C’est très bien, puisque la protection des zones naturelles reste le meilleur moyen de sauvegarder la biodiversité. C’est cependant très ambitieux par rapport aux 16% visés des objectifs d’Aichi, et atteindre les 30% nécessitera des actions tout aussi ambitieuses. Cela suppose des moyens pour mettre en œuvre des protections efficaces à la fois dans les pays développés mais aussi, et surtout, dans les pays en voie de développement. Il faut absolument éviter les « paper parks », c'est-à-dire des zones protégées qui n’existent que sur le papier et ne correspondent à aucune réalité sur le terrain ! Pour atteindre cet objectif, et tous les autres, le suivi est essentiel. Pour cela, il faut un système mondial d'observation de la biodiversité, comparable par son ampleur et son ambition à ce qui existe pour surveiller le changement climatique, avec notamment des capacités de télédétection par satellite et des stations de surveillance in situ sur le terrain.
La biodiversité ne dispose pas d'une capacité de surveillance adéquate pour suivre les progrès réalisés par rapport aux futurs objectifs de 2030, et la mise en place et le maintien d'un tel système représentent une priorité importante pour l'avenir immédiat.
Parlons justement biodiversité et climat. Les deux sujets sont intrinsèquement liés et pourtant ils semblent traités de façon totalement séparée : rapports différents, accords et engagements distincts... N’y voyez-vous pas un problème d’approche ?
Il y a tout à fait des risques à considérer ces deux questions en silo. Des solutions semblent parfois adaptées pour atténuer le changement climatique mais supposent un danger énorme pour la biodiversité. La mise en culture de grandes surfaces de bioénergies pour limiter l’utilisation des combustibles fossiles est un exemple, car elle pourrait entraîner la destruction d'habitats naturels et la perte de biodiversité. Il est important de rapprocher les deux thématiques et de créer une feuille de route commune.
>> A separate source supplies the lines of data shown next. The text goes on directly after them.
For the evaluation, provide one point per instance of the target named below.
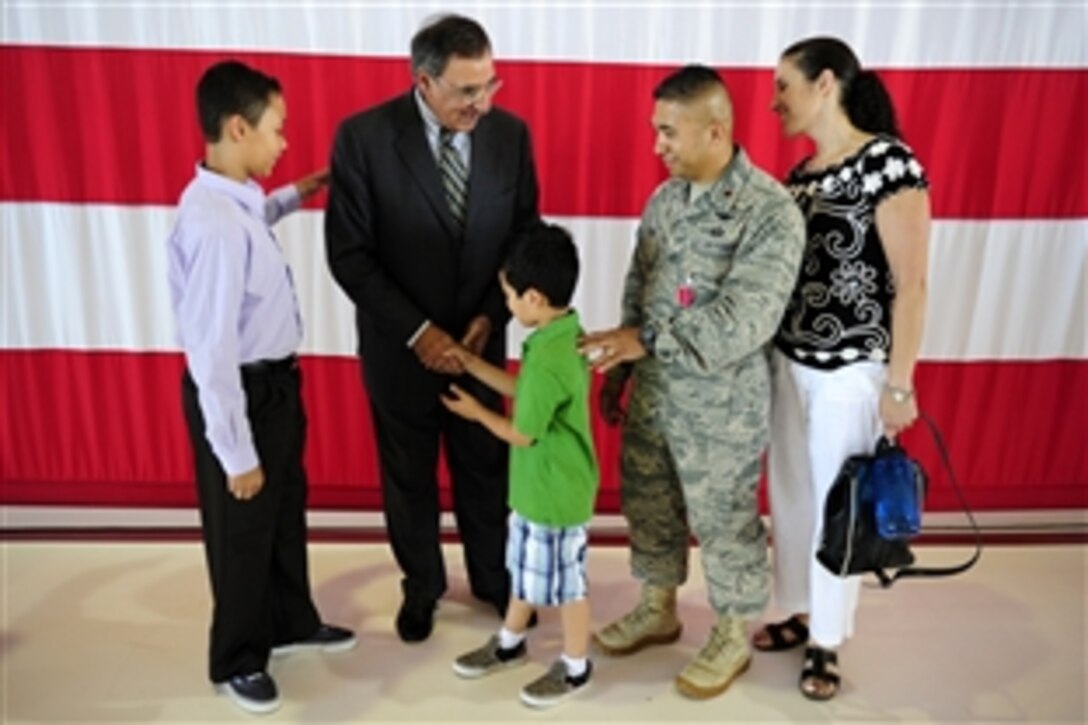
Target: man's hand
(431, 349)
(307, 186)
(609, 402)
(477, 333)
(462, 404)
(246, 486)
(612, 347)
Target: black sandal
(820, 666)
(779, 641)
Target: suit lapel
(484, 172)
(418, 158)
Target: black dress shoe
(254, 692)
(416, 619)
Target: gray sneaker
(490, 659)
(555, 686)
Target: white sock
(508, 639)
(576, 666)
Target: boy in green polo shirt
(553, 466)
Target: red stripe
(106, 429)
(89, 125)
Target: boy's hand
(461, 403)
(607, 349)
(246, 486)
(309, 185)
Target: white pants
(818, 419)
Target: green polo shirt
(554, 481)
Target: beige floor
(116, 633)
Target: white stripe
(892, 34)
(94, 278)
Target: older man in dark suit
(428, 192)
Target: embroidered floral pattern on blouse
(841, 307)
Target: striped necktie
(455, 176)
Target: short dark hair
(865, 98)
(231, 88)
(544, 258)
(447, 36)
(688, 84)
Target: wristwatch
(647, 336)
(899, 394)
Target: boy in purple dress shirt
(239, 326)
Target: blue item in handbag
(898, 487)
(874, 510)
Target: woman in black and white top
(847, 347)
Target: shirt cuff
(419, 331)
(238, 462)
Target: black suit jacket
(393, 245)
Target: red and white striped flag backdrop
(99, 136)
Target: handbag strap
(886, 579)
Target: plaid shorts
(546, 564)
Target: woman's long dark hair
(864, 97)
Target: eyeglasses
(472, 94)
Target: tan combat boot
(721, 660)
(653, 622)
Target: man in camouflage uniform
(718, 249)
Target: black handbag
(874, 510)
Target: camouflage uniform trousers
(690, 464)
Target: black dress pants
(256, 550)
(408, 449)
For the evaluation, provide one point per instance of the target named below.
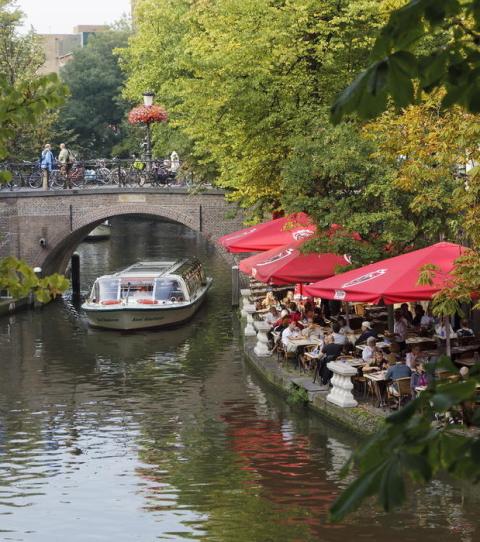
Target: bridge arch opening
(61, 247)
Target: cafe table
(376, 378)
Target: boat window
(107, 289)
(167, 289)
(137, 290)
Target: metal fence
(94, 173)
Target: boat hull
(130, 318)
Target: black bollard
(76, 274)
(235, 286)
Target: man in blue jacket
(47, 163)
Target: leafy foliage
(20, 280)
(243, 78)
(20, 58)
(417, 443)
(399, 65)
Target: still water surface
(167, 435)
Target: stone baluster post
(261, 349)
(245, 293)
(341, 393)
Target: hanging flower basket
(146, 115)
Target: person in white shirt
(291, 331)
(427, 321)
(413, 357)
(400, 327)
(272, 316)
(368, 353)
(344, 328)
(338, 338)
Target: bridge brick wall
(63, 218)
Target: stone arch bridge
(44, 228)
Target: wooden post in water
(235, 286)
(75, 262)
(448, 344)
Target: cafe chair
(399, 389)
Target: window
(166, 289)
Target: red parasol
(268, 235)
(394, 280)
(287, 265)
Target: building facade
(59, 48)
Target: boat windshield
(107, 289)
(168, 290)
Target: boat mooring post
(235, 286)
(75, 262)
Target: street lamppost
(148, 102)
(146, 114)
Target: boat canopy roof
(149, 271)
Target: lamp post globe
(148, 102)
(148, 98)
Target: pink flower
(145, 115)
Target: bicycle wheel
(34, 180)
(57, 179)
(104, 175)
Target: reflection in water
(167, 435)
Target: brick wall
(63, 219)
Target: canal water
(168, 435)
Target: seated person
(399, 370)
(281, 324)
(464, 330)
(284, 314)
(295, 315)
(427, 321)
(441, 329)
(405, 311)
(419, 378)
(368, 351)
(344, 328)
(367, 332)
(310, 329)
(400, 328)
(338, 338)
(290, 331)
(419, 313)
(378, 360)
(413, 357)
(330, 349)
(394, 353)
(272, 316)
(269, 301)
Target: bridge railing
(96, 173)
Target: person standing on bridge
(66, 160)
(47, 164)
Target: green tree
(20, 58)
(241, 79)
(401, 70)
(95, 111)
(432, 138)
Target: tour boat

En réalité, une grande partie de la solution au changement climatique pourrait venir d'une protection accrue des forêts qui pourraient absorber encore plus de carbone de l'atmosphère et limiter le réchauffement climatique. Actuellement, les forêts absorbent chaque année environ un tiers de nos émissions annuelles
de dioxyde de carbone. C'est ce que nous appelons les « solutions fondées sur la nature ». En les laissant se développer davantage, nous pourrions profiter encore plus de leurs multiples services écosystémiques, notamment de leur capacité à maîtriser le changement climatique.
Une convergence à espérer prochainement ?
Oui. Au niveau scientifique, l'IPBES et le GIEC montrent la voie en travaillant ensemble. Notre rapport conjoint publié fin mai examine toutes les synergies, mais aussi les compromis entre la protection de la biodiversité et la protection du climat. Pour la communauté scientifique, il n'y a pas de frontière entre le changement climatique et la perte de biodiversité.
« Pour la communauté scientifique, il n'y a pas de frontière entre le changement climatique et la perte de biodiversité»
Anne Larigauderie
Dr. Anne Larigauderie est la secrétaire exécutive de l'IPBES, la plateforme intergouvernementale scientifique et politique sur la biodiversité et les services écosystémiques, établie par les gouvernements en 2012. Pluridisciplinaire, ce groupe de scientifiques international a pour principale mission d'assister les gouvernements, sur les questions de biodiversité, sous l'égide de l'Organisation des Nations Unies. Par ailleurs, elle a dédié la première partie de sa carrière à l'impact du changement climatique sur les plantes et a occupé plusieurs postes à l'interface entre la science et la politique.